What’s your approach to non-performing projects?
We have got the statistics on our website. We do make that transparent, and we have a very low number of failures. There are occasionally organisations that don't make it for a variety of reasons, obviously, but is it high risk in the same way as crypto? No!
It's for people who are quite comfortable being self-directive about their money, because you've got to understand what you're doing, and you've got to make choices.
And what about big investors, do you have family trusts, or high-net-worth individuals who care about the investment, but might care more about the story or the feel-good factor?
We do have some family trusts who invest. And we do have some IFAs who have ultra high net worth investors who have built portfolios. However, for some of the wealth managers it's just not on their radar because it's not within their current systems. That is a challenge for us.
We have got a new Group Head of Marketing and she talks about the ‘dinner party conversation’. Investing in these projects and the stories they give is so much more interesting than the boring money conversations.
There's a group called Practical Acts and they are trying to figure out how to create a ‘How To’ guide for people who want to be more intentional with their money. Historically they would have a philanthropy bucket for donations and charities, and an investment bucket looked after by traditional wealth managers, and never the twain shall meet. We need to start to pull those together and have the conversations that say, you don't need to donate, you can invest and actually use the returns to create even more impact, so it's perpetual.
I love this. I was part of the Sustainability Committee with my colleagues at Nordea bank and we created the first green bond in that region. What works so well is making people feel good about the investments.
Back to the profile questions, who are your target customers? What’s your revenue model? How are you funded?
We are an unusual organisation for a financial services organisation, because we are a not-for-profit, however, we still need funding to be able to do what we do and develop the business. We have a number of backers, and we've just completed another funding round (read full release here):
Ethex, the UK’s leading positive impact investment platform, has secured £0.5m in funding from an impact investment consortium (‘the Consortium’) to expand Ethex’s mission of enabling people to align their money with their values, while driving meaningful change across UK communities, the economy, and the environment.

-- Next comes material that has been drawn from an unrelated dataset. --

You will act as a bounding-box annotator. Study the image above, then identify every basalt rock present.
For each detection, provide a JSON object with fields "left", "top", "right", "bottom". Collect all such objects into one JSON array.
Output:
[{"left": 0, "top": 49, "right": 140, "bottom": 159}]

The Consortium comprises forward-thinking organisations united by a shared vision of democratising finance and supporting the UK’s transition to a more regenerative and inclusive economy. Members include CO2Sense and the Joseph Rowntree Foundation (JRF), alongside reinvestment from long-standing Ethex backer Friends Provident Foundation. Ethex also benefits from the continued endorsement of its founding investors, including Barrow Cadbury Trust, Better Society Capital, and Esmée Fairbairn Foundation.
Ethex has mobilised over 29,000 positive investors to raise over £120 million to back more than 200 pioneering projects that have created a positive impact.
Our revenue model is very simple. The organisations that are profiled on our curated platform, pay a fee for the funding that they receive. If someone's raising half a million pounds to build a solar project, then we take a percentage commission on that for the due diligence work that we do, introducing them to our investors and a service fee for post investment management.
If you had a magic wand, what one thing would you change in the banking and/or FinTech sector?
Firstly, I don't think it's a very favourable marketplace at the moment for retail investors. It's quite hard for them to access the products and services they want and it's still quite closed and archaic in some ways. This means there are a number of people who are excluded from financial services. It might be because of lack of education in financial literacy, or the financial service organisations and products being really old school. It's really hard to understand and therefore really hard to access. There is also a lack of access to affordable credit. That may be individuals who are excluded from the system because they've missed a payment in the past or had a county court judgment, or people who need credit to buy white goods and they haven't got a very good credit history. There are a lot of people excluded from financial services for not necessarily the right reasons.
That must be true for some of the community group investment opportunities you see - they can just about get a bank account, but nothing else.
Absolutely! Solar for Schools is a great example, one which we've raised millions of pounds for. The model is that they're putting solar systems on the roof of schools so that the schools don't have to provide the upfront investment to do so. It provides more affordable electricity for the school and amazing education benefits for all the kids getting involved and understanding what renewable energy is, etc. But could they get the money from the bank to do what they wanted to do? Of course they couldn't. We've raised a lot of money for them and they're thriving now and on the basis of their track record they’ve been able to access debt from one of the ethical banks to help them to do more. So that's a really good example.
What is your message for the larger players in the Financial Services marketplace?
It's the same thing. Opaque, complicated products are not what people want. They're demanding more from their money and we should be empowering them to make better choices.
I think this should be integrated into the high street banks’ apps - an ethical investment button!
Where do you get your Financial Services/FinTech industry news from?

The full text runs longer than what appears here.